Natalie du Toit prepares for the Women´s 10km Marathon at the Shunyi Rowing and Canoeing Park on August 19.
Du Toit didn’t finish where she wanted. Not even close.
But just making it to Beijing was a huge victory for anyone who’s ever faced a disability.
Hoping to contend for a medal, the 24-year-old South African amputee fell off the pace toward the end of the grueling 10 kilometer (6.2 mile) race and finished 16th, more than a minute behind gold medalist Larisa Ilchenko of Russia.
“I tried my best,” du Toit said. “I’m not too happy with it, but I’ll be back for 2012.”
Don’t bet against her.
When she walked out with 24 other swimmers to be introduced for the historic event, it was quickly apparent this wasn’t just another competitor.
Du Toit hobbled along stiffly on her artificial leg, No. 23 written on her back and both arms. While others bounced up and down to loosen up, she settled for shaking her arms. A couple of times, she walked over to the edge to splash water on her face and goggles, leaning over tenuously with her metal prosthetic sticking out to the side, serving as balance.

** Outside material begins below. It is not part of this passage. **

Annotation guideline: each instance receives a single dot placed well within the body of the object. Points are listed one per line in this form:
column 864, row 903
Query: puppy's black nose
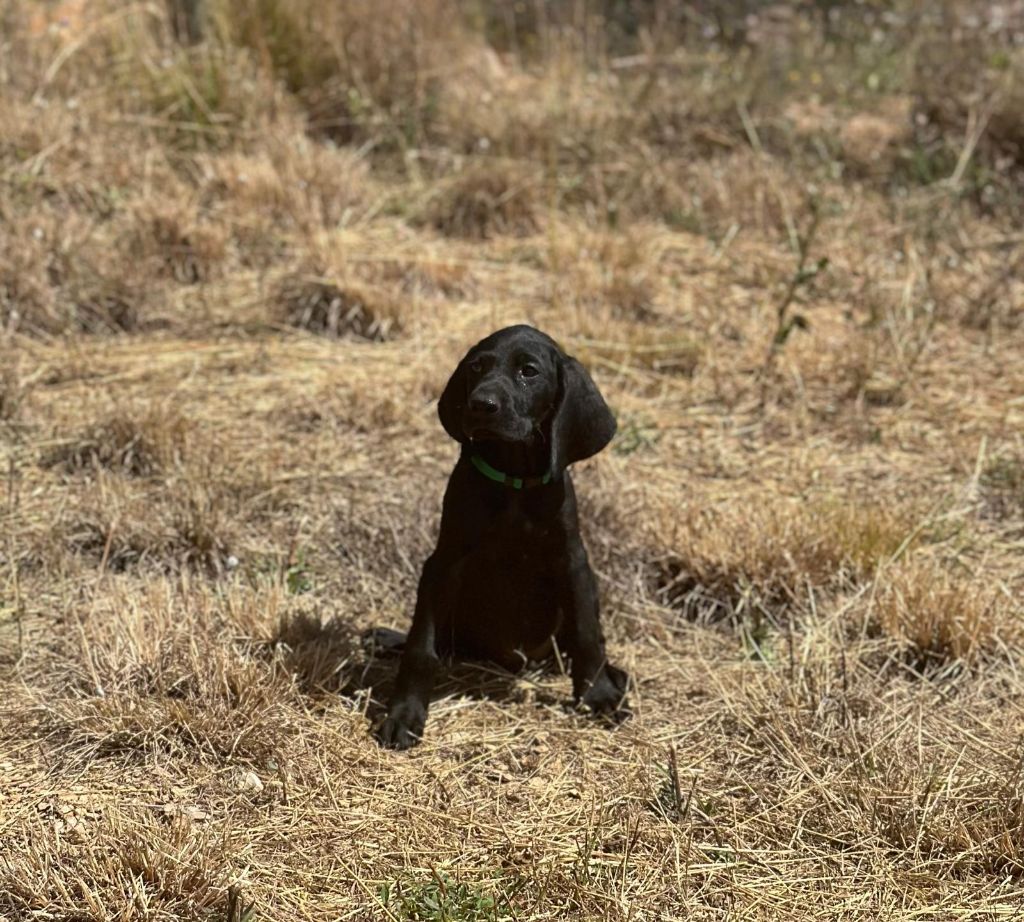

When it was time to race, she walked onto the dock and removed her replacement leg. Someone moved it away, and du Toit sat at the edge of the water, her right leg dangling in. When the starter called for everyone to get ready, she pulled herself up, wobbled just a bit and dove in.
She was an Olympian.
Du Toit hung with the lead pack most of the race, but couldn’t keep up when the pace quickened toward the end of the two-hour ordeal. She finished 1 minute, 22.2 seconds behind Ilchenko, who out-sprinted two British swimmers who led most of the way.
But du Toit’s time of 2 hours, 49 minutes, 9 seconds put her ahead of nine others, including 16-year-old American Chloe Sutton, who broke down in tears after finishing, every part of her body cramping and aching.

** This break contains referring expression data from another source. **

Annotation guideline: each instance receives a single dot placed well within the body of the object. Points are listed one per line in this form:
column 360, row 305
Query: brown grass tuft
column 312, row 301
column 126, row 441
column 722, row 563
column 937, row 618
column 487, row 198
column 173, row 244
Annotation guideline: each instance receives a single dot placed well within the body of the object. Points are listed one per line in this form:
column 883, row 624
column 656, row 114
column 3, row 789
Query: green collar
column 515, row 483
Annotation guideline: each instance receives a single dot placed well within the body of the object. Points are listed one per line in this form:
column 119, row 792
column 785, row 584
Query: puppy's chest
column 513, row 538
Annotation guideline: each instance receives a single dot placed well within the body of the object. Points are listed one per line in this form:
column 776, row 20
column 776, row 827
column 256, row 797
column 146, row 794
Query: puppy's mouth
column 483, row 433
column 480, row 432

“I’ve got to get faster,” said du Toit, who looked like she could swim another 10 kilometers. “The race will obviously improve. This is the first time they’ve swum it at the Olympics. It’s going to get faster and faster.”

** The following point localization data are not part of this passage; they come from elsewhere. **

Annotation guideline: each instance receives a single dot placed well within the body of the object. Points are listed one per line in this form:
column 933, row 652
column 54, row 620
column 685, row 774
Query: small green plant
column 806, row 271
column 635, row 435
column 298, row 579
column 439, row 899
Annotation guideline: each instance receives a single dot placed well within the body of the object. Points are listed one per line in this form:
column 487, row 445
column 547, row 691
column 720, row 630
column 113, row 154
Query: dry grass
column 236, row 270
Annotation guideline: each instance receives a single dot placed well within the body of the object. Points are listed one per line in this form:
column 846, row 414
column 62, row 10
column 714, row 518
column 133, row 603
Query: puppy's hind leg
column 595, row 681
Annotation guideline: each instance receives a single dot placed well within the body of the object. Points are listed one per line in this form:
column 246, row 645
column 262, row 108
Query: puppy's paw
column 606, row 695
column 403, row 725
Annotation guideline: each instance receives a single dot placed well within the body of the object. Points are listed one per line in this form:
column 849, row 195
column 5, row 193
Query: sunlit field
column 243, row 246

An up-and-coming swimmer who just missed qualifying for the Sydney Games, du Toit’s life took a tragic turn in 2001. Returning to school on a motorbike after a training session, she collided with a car and sustained massive injuries to her left leg. Doctors tried for a week to save it but finally had to amputate at the knee.
Instead of giving up on her athletic career, du Toit was back in the water six months later. Swimming made her feel whole again, but she wasn’t competitive with able-bodied athletes in the pool, where the legs are vital for starts and turns.
Along came open water, which was added to the program for Beijing. There are no flip turns to negotiate in marathon swimming, which is usually held in lakes and oceans, and the upper body is more important than the legs.
Du Toit had found her new calling. She qualified for the Olympics with a fourth-place finish at the world championships in Spain this year.
“I find it hard, and I’m a completely able-bodied person,” said Cassandra Patten, who won bronze in the race held at the Olympic rowing and canoeing course. “She’s an amazing role model.”
Ilchenko praised du Toit for not letting her disability hold her back. She was right in there battling with everyone else in a race that’s often called wrestling in the water for its rough tactics.
“I’d even go so far as to award her a separate medal,” the winner said through a translator. “I have enormous respect for her. It is exceedingly hard. Just looking at these people inspires you.”